I love cooking shrimp and it’s a regular in our house! But I really didn’t know a lot of the info you included in this post and especially appreciate the advice about buying ethically and sustainably sourced shrimp! And I need to try some of your shrimp recipes!
Great tips! I definitely get confused when buying shrimp. So glad to have a better understanding of what to buy!
Wow…just so much great information here..thank you! I will definitely use this, I eat shrimp all the time!
I love that you’ve offered great advice on buying sustainably source shrimp. This roundup of recipes looks lovely as well!
This is SO great! I remember being young and my mom teaching me to prepare shrimp. Peeling off the shell and then using the little plastic tool thingy to scoop out the poop shoot. That’s probably why I don’t make much shrimp now, haha! Although, being on the east coast, it’s still pretty easy to get fresh and clean shrimp. I loved reading about the different varieties of shrimp!
I had no idea there were so many problems with the shrimp industry. I will definitely try to shop more responsibly. Tuna fishing usually hits the news not shrimp. Thanks for the info!
This is such a great resource! I never thought about the number of people handling pre-peeled shrimp. I rarely buy shrimp because my husband is allergic, but when I do, I always buy peeled shrimp. I cannot stand the smell of shrimp peels lingering in my trash can for days, but we have nowhere to store garbage outside our house (city living problems – no yard, garage, or driveway!) and trash pickup is only once a week.
If you buy unpeeled shrimp you could freeze the shells and then make seafood broth with them later! I’ve got a seafood stock recipe on here that’s easy!
I’m always very mindful of what I purchase in stores put for some reason never thought of checking the ingredients of my frozen shrimp. Silly me thought the only ingredient would be…shrimp. The food industry can be so infuriating! Thank you for this post!! I’m off to check the bag of shrimp in my freezer right now.
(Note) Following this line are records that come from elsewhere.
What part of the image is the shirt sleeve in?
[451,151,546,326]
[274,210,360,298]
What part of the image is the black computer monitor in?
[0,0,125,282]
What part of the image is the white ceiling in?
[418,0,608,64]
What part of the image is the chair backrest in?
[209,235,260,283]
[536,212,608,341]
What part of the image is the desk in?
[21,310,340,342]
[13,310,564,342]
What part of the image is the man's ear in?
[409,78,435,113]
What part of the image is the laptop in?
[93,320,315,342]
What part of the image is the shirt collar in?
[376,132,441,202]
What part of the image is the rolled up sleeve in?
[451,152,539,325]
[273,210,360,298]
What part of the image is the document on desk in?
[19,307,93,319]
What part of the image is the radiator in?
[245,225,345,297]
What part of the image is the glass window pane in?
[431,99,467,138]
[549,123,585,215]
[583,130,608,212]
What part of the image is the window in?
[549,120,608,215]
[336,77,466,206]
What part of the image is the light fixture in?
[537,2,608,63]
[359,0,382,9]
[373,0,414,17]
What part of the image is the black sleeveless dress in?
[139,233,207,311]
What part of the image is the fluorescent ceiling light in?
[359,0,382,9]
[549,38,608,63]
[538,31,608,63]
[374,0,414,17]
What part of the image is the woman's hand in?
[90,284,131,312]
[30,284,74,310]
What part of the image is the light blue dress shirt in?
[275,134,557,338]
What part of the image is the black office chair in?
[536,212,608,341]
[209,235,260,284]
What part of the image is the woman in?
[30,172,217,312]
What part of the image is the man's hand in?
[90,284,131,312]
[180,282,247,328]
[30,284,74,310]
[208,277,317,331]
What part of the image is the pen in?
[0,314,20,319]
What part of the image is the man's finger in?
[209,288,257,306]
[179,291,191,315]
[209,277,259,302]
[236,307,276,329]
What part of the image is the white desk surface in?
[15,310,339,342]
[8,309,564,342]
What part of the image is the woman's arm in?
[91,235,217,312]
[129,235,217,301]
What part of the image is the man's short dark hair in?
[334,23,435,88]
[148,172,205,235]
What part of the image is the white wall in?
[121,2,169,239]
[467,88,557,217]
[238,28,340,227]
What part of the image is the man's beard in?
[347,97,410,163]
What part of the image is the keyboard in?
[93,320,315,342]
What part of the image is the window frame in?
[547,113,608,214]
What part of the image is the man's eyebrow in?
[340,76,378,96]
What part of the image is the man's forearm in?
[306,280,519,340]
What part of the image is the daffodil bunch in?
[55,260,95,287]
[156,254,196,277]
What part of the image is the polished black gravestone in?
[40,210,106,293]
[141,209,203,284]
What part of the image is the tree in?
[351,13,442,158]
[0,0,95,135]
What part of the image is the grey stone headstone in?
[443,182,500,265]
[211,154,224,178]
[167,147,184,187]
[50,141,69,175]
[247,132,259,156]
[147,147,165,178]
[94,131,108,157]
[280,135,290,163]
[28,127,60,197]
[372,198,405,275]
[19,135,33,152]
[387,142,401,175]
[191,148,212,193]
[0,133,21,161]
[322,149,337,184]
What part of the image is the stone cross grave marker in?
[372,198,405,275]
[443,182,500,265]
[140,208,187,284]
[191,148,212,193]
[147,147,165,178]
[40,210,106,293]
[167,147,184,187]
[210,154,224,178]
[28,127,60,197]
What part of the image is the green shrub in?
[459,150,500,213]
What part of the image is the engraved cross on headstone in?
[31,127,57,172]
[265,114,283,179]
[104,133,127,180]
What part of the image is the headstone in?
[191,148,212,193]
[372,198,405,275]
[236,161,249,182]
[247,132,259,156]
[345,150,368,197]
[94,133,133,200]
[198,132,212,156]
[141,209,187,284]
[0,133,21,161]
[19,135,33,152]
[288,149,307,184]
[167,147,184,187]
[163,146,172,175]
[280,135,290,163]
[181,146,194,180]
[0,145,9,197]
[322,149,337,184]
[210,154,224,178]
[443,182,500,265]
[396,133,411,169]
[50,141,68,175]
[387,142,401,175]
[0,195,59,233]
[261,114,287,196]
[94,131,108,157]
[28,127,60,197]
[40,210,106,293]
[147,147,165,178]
It’s so aggravating sometimes isn’t it!? I hope this was helpful 🙂
This post was super helpful and informative. Thanks for taking the time to collect and write about all this information. I just doubled checked the bag of frozen shrimp I just purchased from Whole Foods yesterday and I’m happy to report that it’s sustainably sourced and it had no crap added to it! 🙂
I’m so glad I could help! And yay! I love Whole Foods
Oh I love this informative article!! We try and source sustainable shrimp too, but I know I need to make more of an effort. Love the round-up as well, so many great options!
Very informative article. Shrimp is my daughters favorite food, ever, and i am always open to learn more about it!
I have to admit, only four pounds per person per year surprised me. I would have guessed it was higher. As someone who grew up landlocked and doesn’t have a lot of experience with seafood, this was a super helpful post! Thank you! 🙂
I actually thought it would be higher too, but I suppose that if you’re adding in all the people who don’t eat shellfish- it’s a lot! I’m glad I could help!
I’m definitely an outlier in the 4 pounds of shrimp per year average, hahaha. We’re a big shrimp household over here. You’ve covered so many important points to remember when shopping…not all shrimp are equal! I’m a huge proponent of buying them raw and cooking them yourself…pre-cooked really are so rubbery and it’s so easy to just cook them up at home instead. I think I’m going to need to have shrimp for dinner because this post is giving me a serious craving! 🙂
Lol! I used to eat more shrimp than I do now, but all these shrimp recipes are definitely making me hungry!!
I love this guide! You make it so easy to know what to look for to make educated decisions when it comes to shrimp! And thank you for linking to some killer shrimp recipes!